Vietnam rejects foreign investors’ demand to ease overtime restrictions
South Korean businesses in Vietnam have asked authorities to increase the maximum number of overtime hours a worker is permitted, but the labor ministry has refused on health grounds. The...
South Korean businesses in Vietnam have asked authorities to increase the maximum number of overtime hours a worker is permitted, but the labor ministry has refused on health grounds.
The businesses, most of them in textile and garment, woodwork, and processing, asked the ministry at a meeting last April to increase the number of extra hours to between 360 and 400 a year from the current 200-300, saying the cap is too low while many workers are not highly skilled.

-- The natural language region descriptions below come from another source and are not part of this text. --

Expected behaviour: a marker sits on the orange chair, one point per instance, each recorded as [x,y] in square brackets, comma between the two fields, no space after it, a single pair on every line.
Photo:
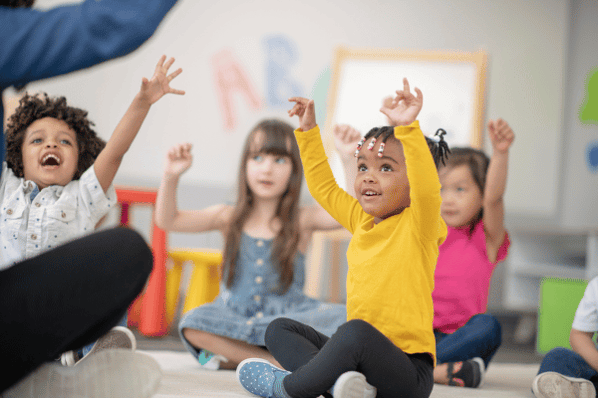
[148,311]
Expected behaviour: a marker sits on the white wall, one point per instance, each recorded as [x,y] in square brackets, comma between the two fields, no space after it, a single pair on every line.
[579,194]
[526,42]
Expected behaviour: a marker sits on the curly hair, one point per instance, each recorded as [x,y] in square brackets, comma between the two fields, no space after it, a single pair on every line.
[34,107]
[17,3]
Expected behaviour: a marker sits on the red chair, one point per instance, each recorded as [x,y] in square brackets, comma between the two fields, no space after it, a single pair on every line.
[148,311]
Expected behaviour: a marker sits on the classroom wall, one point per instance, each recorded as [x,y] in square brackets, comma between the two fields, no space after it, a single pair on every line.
[255,56]
[579,193]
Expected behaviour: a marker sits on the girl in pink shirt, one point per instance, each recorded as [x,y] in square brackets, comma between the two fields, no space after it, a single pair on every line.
[472,207]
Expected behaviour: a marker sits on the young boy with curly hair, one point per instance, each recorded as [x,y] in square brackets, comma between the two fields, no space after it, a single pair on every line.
[56,185]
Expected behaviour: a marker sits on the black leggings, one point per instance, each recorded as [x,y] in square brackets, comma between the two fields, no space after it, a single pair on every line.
[317,361]
[68,297]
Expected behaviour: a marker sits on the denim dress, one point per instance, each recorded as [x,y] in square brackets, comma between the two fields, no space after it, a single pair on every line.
[243,311]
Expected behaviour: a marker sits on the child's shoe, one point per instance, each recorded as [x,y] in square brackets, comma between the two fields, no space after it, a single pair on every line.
[555,385]
[353,385]
[117,337]
[261,378]
[107,374]
[470,375]
[210,361]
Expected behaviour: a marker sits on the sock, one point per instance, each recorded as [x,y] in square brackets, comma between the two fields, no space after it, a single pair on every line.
[278,389]
[466,373]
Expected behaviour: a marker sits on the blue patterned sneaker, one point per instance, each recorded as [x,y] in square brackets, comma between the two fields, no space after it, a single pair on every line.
[261,378]
[353,385]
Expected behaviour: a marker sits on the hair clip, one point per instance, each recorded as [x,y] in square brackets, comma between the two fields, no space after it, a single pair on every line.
[359,145]
[381,149]
[372,143]
[440,133]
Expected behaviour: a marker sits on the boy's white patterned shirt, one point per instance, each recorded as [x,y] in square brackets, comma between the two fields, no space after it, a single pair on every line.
[586,315]
[56,215]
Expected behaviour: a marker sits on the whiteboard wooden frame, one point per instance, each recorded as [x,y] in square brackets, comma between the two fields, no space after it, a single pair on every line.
[474,62]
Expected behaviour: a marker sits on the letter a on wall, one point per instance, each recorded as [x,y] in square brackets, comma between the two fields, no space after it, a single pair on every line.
[230,78]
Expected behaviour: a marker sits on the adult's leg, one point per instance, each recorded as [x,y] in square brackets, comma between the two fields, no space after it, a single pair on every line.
[68,297]
[358,346]
[293,343]
[480,337]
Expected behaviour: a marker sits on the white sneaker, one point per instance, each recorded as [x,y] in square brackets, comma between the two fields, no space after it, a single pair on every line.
[555,385]
[210,361]
[353,385]
[107,374]
[117,337]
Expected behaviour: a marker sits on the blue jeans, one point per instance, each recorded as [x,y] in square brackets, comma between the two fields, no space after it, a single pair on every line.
[568,363]
[479,337]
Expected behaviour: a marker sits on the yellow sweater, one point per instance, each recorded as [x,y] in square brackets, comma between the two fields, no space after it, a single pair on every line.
[391,264]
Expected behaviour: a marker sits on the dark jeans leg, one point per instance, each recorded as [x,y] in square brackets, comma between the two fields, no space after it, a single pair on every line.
[68,297]
[480,337]
[357,346]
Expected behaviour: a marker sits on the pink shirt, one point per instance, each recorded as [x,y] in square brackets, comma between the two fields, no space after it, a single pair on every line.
[462,277]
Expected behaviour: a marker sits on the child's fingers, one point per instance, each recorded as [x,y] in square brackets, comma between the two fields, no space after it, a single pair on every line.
[420,95]
[297,109]
[299,100]
[406,85]
[168,63]
[400,96]
[175,74]
[177,92]
[160,62]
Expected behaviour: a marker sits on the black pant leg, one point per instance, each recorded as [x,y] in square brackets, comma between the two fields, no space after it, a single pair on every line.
[68,297]
[292,343]
[359,346]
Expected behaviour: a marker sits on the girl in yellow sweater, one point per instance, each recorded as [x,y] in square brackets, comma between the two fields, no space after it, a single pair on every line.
[387,347]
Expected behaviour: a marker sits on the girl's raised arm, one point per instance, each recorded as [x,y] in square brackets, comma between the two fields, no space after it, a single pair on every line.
[167,214]
[109,160]
[501,137]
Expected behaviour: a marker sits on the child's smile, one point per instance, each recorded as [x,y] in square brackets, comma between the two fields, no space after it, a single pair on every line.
[50,153]
[381,186]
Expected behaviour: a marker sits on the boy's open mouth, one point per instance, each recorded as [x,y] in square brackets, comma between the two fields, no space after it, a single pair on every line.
[51,160]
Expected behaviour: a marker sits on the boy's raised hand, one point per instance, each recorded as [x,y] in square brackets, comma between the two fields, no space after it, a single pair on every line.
[305,109]
[346,139]
[159,85]
[501,135]
[178,159]
[405,107]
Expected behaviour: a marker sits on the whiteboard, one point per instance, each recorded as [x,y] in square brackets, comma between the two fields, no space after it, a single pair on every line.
[452,84]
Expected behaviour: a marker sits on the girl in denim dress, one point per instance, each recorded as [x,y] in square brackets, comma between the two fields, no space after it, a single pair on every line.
[266,235]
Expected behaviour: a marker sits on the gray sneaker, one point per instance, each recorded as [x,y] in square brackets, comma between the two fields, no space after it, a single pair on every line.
[117,337]
[353,385]
[107,374]
[555,385]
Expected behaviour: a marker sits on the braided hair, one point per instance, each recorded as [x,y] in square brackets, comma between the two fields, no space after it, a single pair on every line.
[439,149]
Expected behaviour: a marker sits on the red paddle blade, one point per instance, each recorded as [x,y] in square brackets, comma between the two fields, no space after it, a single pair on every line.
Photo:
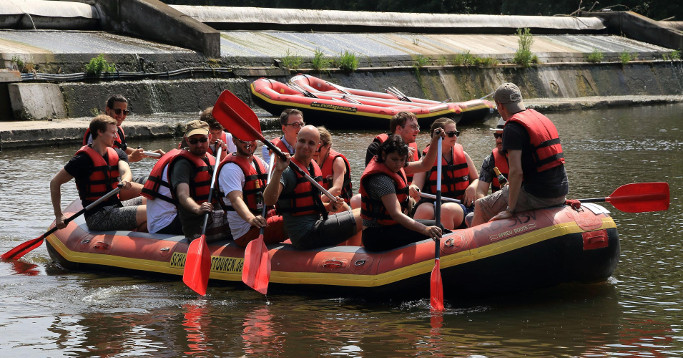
[197,266]
[641,197]
[436,288]
[256,269]
[237,117]
[22,249]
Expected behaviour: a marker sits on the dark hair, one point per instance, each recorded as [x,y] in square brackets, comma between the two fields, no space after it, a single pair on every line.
[440,123]
[284,116]
[100,124]
[393,144]
[207,116]
[115,98]
[399,119]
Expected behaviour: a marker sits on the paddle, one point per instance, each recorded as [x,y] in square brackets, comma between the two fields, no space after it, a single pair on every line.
[198,260]
[28,246]
[637,197]
[242,122]
[436,286]
[256,269]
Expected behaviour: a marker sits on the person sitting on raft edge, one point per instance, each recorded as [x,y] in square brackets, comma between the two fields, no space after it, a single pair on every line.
[385,203]
[306,218]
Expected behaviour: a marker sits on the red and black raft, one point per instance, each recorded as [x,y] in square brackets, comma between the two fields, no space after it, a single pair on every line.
[534,249]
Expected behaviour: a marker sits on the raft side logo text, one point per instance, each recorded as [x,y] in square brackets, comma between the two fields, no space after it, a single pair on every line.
[333,107]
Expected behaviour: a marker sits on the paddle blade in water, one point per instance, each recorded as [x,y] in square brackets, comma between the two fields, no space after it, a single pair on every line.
[436,288]
[641,197]
[237,117]
[197,266]
[256,269]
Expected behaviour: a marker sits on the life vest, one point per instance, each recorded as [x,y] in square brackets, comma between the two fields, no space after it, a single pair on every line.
[119,139]
[104,176]
[544,138]
[454,175]
[327,174]
[500,162]
[305,199]
[416,153]
[200,181]
[155,181]
[255,180]
[372,209]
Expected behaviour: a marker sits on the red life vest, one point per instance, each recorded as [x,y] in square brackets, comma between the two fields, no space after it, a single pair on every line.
[416,153]
[501,162]
[305,199]
[373,209]
[255,178]
[327,174]
[545,140]
[104,176]
[119,139]
[200,182]
[455,175]
[155,181]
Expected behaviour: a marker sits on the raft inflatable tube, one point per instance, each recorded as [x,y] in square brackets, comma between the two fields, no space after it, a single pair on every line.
[334,106]
[534,249]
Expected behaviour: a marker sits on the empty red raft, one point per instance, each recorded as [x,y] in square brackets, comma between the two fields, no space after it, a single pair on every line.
[335,106]
[534,249]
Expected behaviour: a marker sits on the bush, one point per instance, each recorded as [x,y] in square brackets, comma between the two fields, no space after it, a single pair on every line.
[347,61]
[524,57]
[98,65]
[595,56]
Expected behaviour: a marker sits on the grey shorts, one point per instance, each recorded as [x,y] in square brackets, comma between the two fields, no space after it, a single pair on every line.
[330,232]
[113,217]
[493,204]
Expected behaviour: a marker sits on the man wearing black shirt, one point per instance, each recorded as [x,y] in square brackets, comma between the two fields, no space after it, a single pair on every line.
[537,176]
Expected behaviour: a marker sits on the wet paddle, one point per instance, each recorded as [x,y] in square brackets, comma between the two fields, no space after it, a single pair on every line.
[436,286]
[256,269]
[243,123]
[637,197]
[28,246]
[198,260]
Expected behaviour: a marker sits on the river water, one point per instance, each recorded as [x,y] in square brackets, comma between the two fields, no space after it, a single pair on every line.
[50,312]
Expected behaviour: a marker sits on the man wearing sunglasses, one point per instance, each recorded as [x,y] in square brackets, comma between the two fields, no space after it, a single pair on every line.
[291,121]
[117,108]
[537,177]
[497,159]
[178,189]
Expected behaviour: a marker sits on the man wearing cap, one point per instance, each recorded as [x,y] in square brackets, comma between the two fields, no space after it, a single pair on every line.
[537,177]
[497,159]
[178,188]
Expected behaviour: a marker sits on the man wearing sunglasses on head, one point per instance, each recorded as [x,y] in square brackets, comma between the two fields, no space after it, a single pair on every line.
[291,121]
[117,108]
[178,189]
[537,177]
[497,159]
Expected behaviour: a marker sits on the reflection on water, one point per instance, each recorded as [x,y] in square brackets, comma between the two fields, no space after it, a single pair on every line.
[51,312]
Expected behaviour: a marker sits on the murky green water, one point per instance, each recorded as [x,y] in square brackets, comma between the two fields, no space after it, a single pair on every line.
[50,312]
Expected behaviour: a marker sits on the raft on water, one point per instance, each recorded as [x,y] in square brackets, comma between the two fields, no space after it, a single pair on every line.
[334,106]
[534,249]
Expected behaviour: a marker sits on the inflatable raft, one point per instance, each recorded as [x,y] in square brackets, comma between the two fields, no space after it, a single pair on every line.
[334,106]
[534,249]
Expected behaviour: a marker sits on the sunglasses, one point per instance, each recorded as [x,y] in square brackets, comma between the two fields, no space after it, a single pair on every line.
[198,140]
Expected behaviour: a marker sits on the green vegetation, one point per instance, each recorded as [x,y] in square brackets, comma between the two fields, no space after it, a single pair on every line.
[98,65]
[347,61]
[524,57]
[595,56]
[292,61]
[320,62]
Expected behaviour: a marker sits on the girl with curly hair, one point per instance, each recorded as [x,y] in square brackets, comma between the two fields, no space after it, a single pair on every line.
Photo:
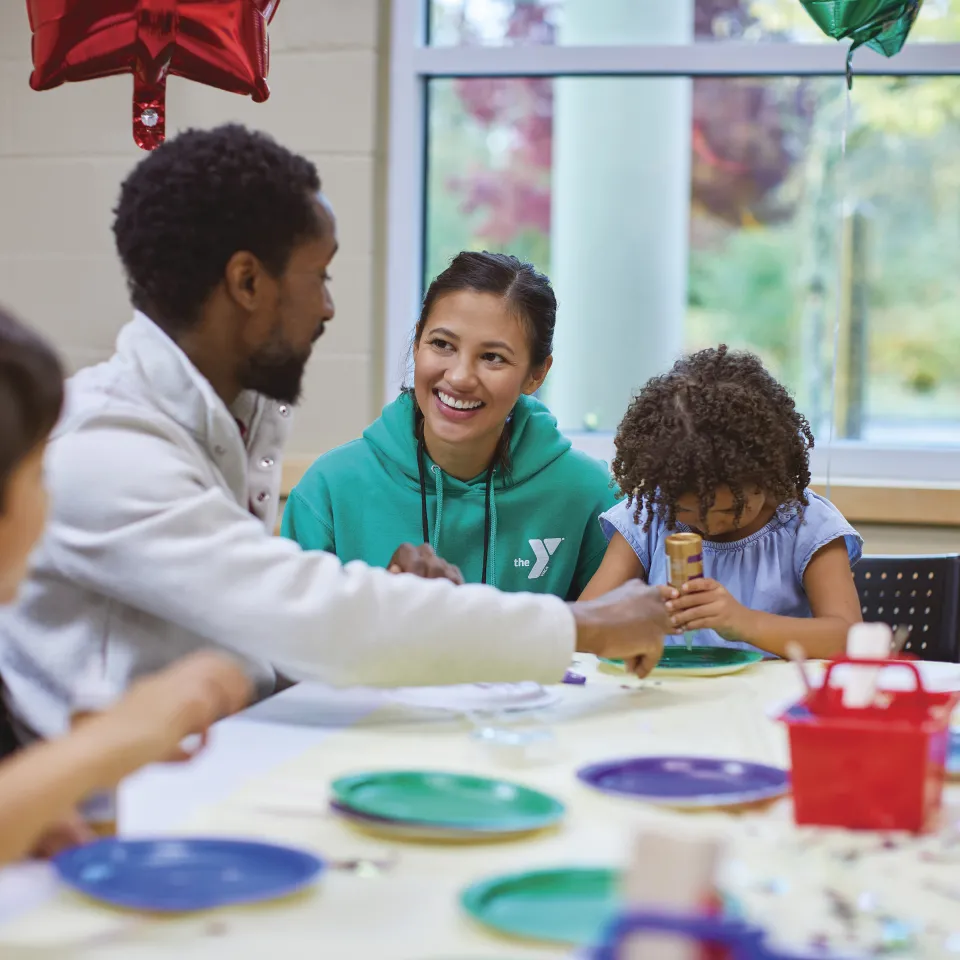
[717,447]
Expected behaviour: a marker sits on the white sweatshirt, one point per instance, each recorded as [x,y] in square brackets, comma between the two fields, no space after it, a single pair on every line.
[160,542]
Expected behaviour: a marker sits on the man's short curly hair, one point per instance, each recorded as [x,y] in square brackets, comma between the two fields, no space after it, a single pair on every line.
[718,418]
[197,200]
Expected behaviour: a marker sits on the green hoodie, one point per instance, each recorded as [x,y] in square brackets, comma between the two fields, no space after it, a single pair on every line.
[362,500]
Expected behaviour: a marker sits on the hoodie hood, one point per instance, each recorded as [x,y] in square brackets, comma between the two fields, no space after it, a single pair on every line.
[535,441]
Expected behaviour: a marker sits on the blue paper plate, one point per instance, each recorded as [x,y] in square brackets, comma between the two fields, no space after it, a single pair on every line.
[688,781]
[176,875]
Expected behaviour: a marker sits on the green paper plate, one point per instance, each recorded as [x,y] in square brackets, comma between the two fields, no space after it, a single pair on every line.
[447,800]
[685,661]
[569,906]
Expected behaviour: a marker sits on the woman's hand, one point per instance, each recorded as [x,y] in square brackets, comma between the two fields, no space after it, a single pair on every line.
[705,604]
[421,561]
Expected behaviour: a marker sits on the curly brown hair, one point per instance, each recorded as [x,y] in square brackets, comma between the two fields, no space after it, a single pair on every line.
[718,418]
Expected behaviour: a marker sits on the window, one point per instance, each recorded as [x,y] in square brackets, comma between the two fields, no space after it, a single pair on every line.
[679,176]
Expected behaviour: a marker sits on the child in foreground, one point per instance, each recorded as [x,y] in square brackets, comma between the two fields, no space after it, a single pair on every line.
[717,447]
[42,784]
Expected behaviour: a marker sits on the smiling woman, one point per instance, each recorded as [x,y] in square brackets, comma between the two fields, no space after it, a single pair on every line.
[467,460]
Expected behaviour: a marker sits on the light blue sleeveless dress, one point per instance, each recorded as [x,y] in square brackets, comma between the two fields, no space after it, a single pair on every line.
[763,571]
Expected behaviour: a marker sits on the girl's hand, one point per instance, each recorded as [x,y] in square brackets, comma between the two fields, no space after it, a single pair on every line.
[706,605]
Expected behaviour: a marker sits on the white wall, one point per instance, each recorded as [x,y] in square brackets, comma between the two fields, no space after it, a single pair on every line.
[64,152]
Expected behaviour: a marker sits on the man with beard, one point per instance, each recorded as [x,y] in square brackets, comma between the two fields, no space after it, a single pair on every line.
[165,472]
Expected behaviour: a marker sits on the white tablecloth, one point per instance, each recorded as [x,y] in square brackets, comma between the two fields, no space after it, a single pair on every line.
[269,780]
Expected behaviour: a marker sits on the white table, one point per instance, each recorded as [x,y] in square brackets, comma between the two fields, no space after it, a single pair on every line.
[269,780]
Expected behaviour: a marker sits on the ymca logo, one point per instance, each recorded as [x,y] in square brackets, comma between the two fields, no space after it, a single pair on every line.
[543,550]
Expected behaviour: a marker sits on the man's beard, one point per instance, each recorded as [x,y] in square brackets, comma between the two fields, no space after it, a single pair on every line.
[276,371]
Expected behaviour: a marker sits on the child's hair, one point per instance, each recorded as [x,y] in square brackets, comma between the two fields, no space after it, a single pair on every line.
[716,419]
[31,394]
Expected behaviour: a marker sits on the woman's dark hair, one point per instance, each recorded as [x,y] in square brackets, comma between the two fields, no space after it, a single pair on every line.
[718,418]
[527,292]
[31,394]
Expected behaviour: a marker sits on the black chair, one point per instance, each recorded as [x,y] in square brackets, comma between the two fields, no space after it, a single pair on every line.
[919,593]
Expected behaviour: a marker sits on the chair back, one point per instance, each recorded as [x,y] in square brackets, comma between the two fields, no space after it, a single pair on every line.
[921,593]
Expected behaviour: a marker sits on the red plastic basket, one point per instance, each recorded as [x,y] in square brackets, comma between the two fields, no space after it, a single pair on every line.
[876,768]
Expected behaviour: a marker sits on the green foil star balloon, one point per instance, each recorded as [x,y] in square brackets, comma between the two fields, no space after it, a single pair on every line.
[882,25]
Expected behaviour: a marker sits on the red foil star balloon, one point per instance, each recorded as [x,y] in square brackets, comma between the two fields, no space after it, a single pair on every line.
[222,43]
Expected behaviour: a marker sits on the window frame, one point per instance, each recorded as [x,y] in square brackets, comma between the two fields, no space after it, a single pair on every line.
[413,63]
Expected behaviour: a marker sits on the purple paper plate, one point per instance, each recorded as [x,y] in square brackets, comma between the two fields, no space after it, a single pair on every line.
[688,781]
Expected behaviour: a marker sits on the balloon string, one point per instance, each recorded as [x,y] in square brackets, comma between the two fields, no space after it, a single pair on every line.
[838,313]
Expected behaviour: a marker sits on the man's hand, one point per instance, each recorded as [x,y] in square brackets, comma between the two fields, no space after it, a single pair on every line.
[421,561]
[626,624]
[706,605]
[69,832]
[161,710]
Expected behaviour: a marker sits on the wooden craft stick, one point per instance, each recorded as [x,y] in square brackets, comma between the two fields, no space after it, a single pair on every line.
[673,874]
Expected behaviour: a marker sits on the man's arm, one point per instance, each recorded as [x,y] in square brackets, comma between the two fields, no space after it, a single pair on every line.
[136,520]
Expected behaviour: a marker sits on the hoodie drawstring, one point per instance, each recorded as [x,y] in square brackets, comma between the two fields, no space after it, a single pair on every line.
[438,486]
[489,512]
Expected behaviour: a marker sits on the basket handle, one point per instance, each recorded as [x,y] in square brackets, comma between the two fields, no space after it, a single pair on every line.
[908,664]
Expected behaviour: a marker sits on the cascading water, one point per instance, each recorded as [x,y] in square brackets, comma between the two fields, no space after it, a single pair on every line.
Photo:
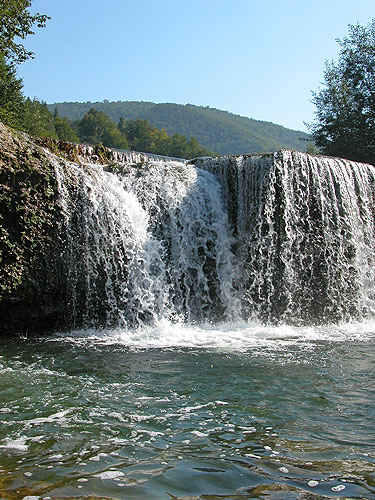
[149,242]
[305,235]
[276,238]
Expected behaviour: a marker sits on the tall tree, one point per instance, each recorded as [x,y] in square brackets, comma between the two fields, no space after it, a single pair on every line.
[17,23]
[345,106]
[11,97]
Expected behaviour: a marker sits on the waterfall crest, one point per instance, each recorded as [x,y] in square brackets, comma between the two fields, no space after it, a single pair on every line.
[277,238]
[304,228]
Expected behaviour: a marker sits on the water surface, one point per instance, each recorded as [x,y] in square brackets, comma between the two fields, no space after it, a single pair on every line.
[235,411]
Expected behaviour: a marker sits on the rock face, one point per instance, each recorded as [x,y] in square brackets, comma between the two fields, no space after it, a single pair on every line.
[92,237]
[28,228]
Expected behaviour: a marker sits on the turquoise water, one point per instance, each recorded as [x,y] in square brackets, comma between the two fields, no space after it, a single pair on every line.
[174,412]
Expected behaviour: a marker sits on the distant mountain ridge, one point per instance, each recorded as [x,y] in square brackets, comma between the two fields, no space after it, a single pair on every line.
[219,131]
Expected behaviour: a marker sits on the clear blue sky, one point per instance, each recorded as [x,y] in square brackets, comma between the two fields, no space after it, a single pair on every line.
[256,58]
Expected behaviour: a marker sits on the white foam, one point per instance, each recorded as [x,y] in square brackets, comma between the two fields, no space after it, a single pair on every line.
[226,336]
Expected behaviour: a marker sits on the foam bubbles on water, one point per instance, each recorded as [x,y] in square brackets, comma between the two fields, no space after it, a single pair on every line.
[230,337]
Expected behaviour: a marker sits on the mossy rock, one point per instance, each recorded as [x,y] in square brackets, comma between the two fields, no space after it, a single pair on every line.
[28,235]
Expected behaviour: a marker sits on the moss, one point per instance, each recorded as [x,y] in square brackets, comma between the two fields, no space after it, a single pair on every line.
[28,191]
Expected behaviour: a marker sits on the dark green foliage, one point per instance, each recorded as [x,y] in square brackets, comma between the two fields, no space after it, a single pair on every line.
[142,136]
[37,120]
[17,23]
[219,131]
[27,194]
[345,114]
[11,97]
[97,127]
[64,130]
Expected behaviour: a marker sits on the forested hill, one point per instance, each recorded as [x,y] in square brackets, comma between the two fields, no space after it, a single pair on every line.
[219,131]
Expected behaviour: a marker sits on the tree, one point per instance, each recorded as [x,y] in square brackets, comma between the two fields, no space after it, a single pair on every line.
[17,22]
[345,114]
[37,120]
[11,97]
[97,127]
[64,129]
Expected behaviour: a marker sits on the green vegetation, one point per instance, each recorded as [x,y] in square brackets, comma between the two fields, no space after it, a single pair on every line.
[95,127]
[17,23]
[345,106]
[219,131]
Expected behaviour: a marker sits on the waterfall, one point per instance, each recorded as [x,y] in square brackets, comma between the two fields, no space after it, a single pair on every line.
[149,241]
[280,238]
[305,232]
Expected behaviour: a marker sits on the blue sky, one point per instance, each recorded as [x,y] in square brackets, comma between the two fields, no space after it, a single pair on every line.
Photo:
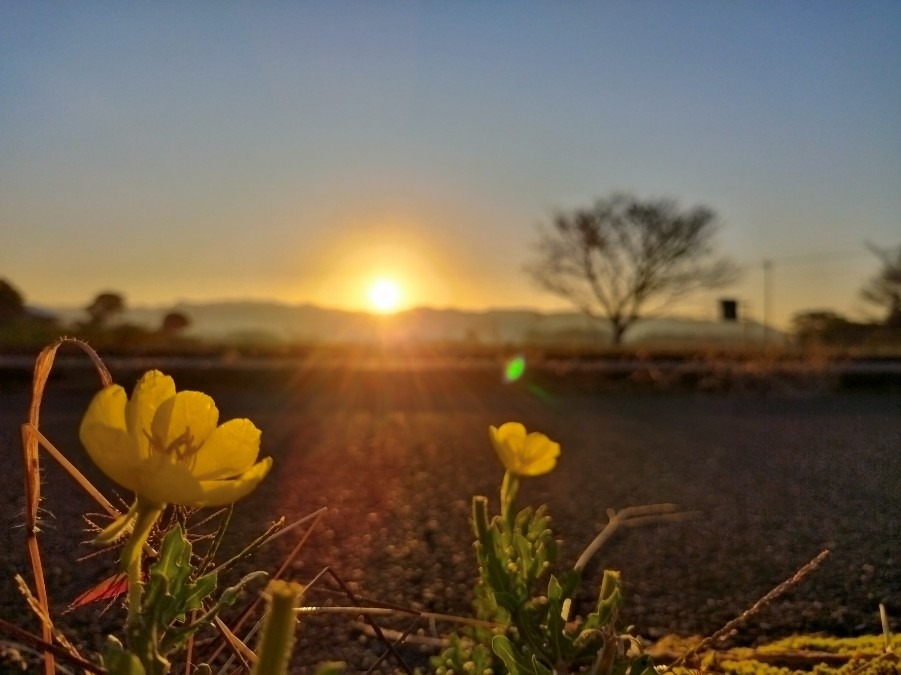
[296,151]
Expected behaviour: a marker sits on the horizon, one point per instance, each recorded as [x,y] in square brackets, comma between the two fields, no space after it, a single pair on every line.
[303,153]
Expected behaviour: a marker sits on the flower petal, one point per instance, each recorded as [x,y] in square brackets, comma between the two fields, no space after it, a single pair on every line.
[230,450]
[540,454]
[508,431]
[506,440]
[189,411]
[221,492]
[169,482]
[150,391]
[103,434]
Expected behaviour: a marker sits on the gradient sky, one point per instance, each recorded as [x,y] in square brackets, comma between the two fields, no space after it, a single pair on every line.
[295,151]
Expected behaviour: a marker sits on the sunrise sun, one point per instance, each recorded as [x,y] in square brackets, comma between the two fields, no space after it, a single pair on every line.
[384,296]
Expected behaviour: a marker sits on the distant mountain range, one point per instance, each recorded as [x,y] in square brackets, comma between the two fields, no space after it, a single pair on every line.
[273,323]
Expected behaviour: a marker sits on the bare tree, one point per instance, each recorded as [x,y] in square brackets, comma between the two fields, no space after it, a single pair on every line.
[12,305]
[884,289]
[624,258]
[175,322]
[103,307]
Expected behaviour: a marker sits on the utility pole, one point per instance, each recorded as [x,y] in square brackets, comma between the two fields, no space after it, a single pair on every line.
[767,299]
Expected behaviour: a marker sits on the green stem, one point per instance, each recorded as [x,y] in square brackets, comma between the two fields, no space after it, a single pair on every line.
[146,514]
[278,631]
[509,489]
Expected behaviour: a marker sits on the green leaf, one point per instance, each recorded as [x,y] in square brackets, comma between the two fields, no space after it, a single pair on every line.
[642,665]
[506,652]
[118,661]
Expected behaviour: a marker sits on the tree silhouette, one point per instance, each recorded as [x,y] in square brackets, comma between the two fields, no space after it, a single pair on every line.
[618,258]
[104,306]
[884,289]
[175,322]
[12,304]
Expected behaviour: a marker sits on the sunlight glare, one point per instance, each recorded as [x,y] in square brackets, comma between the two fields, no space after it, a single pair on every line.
[384,296]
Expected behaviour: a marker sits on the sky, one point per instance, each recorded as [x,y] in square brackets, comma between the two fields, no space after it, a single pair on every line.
[299,151]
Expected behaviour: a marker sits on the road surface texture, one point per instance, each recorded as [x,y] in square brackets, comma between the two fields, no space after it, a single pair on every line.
[777,474]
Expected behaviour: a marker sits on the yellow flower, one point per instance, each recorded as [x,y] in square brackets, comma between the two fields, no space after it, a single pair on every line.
[167,448]
[524,454]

They need to work longer to make up for their low productivity, they said.
Japanese and European businesses had made a similar demand earlier.
Vietnamese work 48 hours a week plus a maximum permitted 200 hours, and 300 in the textile, garment, wood and processing, water and power sectors and those in which work is time-bound.
But officials said Vietnamese workers already work hard compared to the global average.
Ha Tat Thang, head of the ministry’s Labor Safety Department, told news website VnExpress that Vietnamese workers’ physical health cannot afford to work any more hours, that it would be exhausting and dangerous for them.
Many workers are already tired with long-running assembly lines and poor food, he said.
“The greater the work pressure, the higher the risk of workplace accidents.”
“The common world trend now is to reduce working hours, given the adverse impacts of working too much.”
He also dismissed the companies’ low-productivity argument, saying they need to provide more modern machinery and equipment.
Instead of asking their workers to work longer hours, employers should invest more in equipment, which would benefit both them and their workers, he said.